= Sars International Centre for Marine Molecular Biology =

The Michael Sars Centre is a research institute at the University of Bergen located in Bergen, Norway. It consists of an international community of scientists that use advanced technologies to study the unique molecular and cellular biology of marine organisms.

==History==
The Michael Sars Centre was established in April 1997 under its former name Sars International Centre for Marine Molecular Biology. It is located at the Bergen High Technology Centre and is part of the Faculty of Mathematics and Natural Sciences at the University of Bergen since 2023. It is named after the Norwegian marine biologist Michael Sars (1805–1869), son of Georg Ossian Sars (1837–1927).

==Organisation==
Research at the Centre is undertaken by six to eight groups, each working for a period of six to ten years. The Sars Centre is an EMBL partner European Molecular Biology Laboratory with which it exchanges scientific information about areas of common interest. As one of the first EMBL partners, the Michael Sars Centre is rooted in the Bergen academic community and serves as a national strategical asset for Norwegian marine life sciences.

==Facilities==
The Centre is well equipped for microscopy and imaging and owns several confocal microscopes. It also makes use of facilities provided by the University of Bergen, including its marine station at Espegrend.

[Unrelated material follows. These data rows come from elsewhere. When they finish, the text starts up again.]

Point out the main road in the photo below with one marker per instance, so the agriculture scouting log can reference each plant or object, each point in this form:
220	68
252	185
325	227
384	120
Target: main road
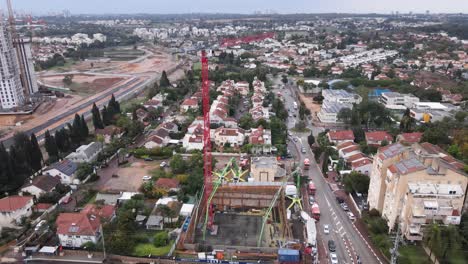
349	242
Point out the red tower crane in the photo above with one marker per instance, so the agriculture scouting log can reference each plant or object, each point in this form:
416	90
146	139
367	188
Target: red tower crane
207	161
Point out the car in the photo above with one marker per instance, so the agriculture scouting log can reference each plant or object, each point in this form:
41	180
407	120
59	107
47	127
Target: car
39	225
333	258
344	206
146	178
331	245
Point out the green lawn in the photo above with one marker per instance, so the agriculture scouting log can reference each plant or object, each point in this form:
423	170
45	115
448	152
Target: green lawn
145	249
413	255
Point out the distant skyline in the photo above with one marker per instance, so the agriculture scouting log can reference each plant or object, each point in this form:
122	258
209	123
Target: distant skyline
237	6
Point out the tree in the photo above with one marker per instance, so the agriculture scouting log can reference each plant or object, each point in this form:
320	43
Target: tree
51	147
178	164
311	139
164	81
161	239
84	133
68	79
97	121
36	154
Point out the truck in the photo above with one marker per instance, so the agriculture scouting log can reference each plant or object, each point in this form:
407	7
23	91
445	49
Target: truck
286	255
311	188
306	164
315	210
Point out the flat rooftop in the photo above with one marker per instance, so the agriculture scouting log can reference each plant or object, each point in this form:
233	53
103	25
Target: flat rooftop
233	230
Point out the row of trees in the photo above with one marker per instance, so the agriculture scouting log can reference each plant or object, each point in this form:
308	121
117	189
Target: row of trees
23	159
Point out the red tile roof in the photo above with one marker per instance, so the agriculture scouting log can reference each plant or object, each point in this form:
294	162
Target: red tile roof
411	137
341	135
13	203
77	224
167	183
378	136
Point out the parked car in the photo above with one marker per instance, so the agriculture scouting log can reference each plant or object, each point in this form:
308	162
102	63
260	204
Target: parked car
333	258
331	245
146	178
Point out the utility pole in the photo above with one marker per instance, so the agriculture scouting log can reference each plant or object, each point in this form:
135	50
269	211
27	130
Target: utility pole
103	243
394	250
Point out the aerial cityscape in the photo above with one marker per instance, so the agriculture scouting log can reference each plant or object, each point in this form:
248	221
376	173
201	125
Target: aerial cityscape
234	132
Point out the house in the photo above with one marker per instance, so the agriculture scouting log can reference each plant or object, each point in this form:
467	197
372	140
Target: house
260	139
75	229
409	138
64	169
338	137
158	215
266	169
188	104
86	153
169	184
376	138
235	137
40	185
109	132
14	208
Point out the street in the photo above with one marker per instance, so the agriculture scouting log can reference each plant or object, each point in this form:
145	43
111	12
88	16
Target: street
349	243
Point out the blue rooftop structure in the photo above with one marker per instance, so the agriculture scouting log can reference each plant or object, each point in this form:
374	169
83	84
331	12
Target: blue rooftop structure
377	92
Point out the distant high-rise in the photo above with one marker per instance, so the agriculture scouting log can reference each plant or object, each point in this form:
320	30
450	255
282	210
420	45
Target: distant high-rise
11	91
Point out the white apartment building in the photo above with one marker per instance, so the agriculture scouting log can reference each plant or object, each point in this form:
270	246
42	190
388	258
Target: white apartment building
11	90
398	101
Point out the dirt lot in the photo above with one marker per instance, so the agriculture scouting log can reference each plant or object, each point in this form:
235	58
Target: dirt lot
129	176
84	83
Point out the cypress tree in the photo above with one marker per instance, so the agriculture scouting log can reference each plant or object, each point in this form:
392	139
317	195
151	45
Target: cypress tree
106	113
84	128
36	154
51	147
97	121
164	81
75	130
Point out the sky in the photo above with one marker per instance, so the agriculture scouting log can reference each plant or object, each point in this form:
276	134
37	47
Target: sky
238	6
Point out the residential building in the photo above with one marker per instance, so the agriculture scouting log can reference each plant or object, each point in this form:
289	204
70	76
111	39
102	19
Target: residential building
41	185
85	153
14	208
398	101
376	138
64	169
338	137
417	185
235	137
265	169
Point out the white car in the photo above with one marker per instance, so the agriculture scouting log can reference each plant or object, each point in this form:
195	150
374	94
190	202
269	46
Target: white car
333	258
146	178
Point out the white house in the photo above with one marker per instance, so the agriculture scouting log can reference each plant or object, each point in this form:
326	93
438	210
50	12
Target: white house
14	208
64	169
86	153
40	185
232	136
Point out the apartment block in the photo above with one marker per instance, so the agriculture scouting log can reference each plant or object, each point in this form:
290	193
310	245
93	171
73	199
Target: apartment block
416	186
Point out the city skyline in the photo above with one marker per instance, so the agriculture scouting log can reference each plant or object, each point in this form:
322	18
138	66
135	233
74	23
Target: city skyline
240	6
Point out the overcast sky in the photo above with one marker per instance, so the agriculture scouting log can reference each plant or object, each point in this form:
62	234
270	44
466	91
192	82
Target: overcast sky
239	6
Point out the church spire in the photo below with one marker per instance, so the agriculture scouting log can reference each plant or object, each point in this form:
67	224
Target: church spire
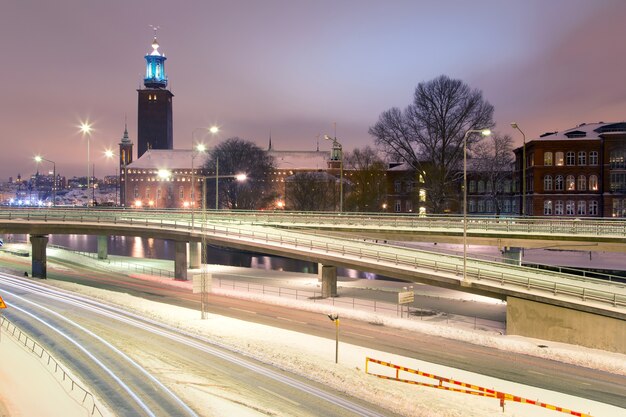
155	66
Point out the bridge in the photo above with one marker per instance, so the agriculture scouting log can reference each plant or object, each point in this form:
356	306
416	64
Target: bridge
540	304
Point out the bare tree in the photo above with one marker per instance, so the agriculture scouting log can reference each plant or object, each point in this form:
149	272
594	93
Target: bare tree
368	184
428	134
238	156
492	161
310	191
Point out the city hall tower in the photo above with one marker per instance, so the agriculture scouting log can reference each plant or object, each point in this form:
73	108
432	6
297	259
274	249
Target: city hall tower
154	112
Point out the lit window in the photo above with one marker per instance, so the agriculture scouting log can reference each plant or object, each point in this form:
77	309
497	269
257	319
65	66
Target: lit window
547	158
559	159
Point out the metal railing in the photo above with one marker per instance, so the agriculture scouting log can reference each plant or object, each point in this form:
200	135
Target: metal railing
84	397
373	306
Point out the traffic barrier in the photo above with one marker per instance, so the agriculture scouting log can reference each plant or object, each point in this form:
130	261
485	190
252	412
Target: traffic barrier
466	388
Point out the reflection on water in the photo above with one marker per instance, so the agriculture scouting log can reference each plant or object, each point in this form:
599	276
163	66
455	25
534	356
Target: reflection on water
138	247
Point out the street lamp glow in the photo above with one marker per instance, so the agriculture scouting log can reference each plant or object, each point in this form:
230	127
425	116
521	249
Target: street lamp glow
484	132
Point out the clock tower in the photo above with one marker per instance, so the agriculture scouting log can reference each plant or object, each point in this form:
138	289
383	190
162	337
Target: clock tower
154	112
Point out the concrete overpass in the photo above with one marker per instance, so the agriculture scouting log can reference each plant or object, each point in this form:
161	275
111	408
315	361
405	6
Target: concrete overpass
541	304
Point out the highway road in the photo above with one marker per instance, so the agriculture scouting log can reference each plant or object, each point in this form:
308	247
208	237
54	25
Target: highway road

Current model species include the sea anemone Nematostella vectensis, the ctenophore Mnemiopsis leidyi, the tunicates Oikopleura dioica and Ciona intestinalis and the annelid worms Malacoceros fuliginosus and Dimorphilus gyrociliatus.

==Research==
Research at the Centre involves using marine organisms to study their embryonic development, genomes, cell biology, neurobiology and beheviour, often in an evolutionary context, using advanced molecular and imaging techniques. Currently studied species include the tunicates Oikopleura dioica and Ciona intestinalis, the annelid worms Malacoceros fuliginosus and Dimorphilus gyrociliatus, the sea anemone Nematostella vectensis, the ctenophore Mnemiopsis leidyi and the choanoflagellate Salpingoeca rosetta. In the past, research at the Centre also included work on zebrafish, salmon, sponges, acoel flatworms and nemertodermatids.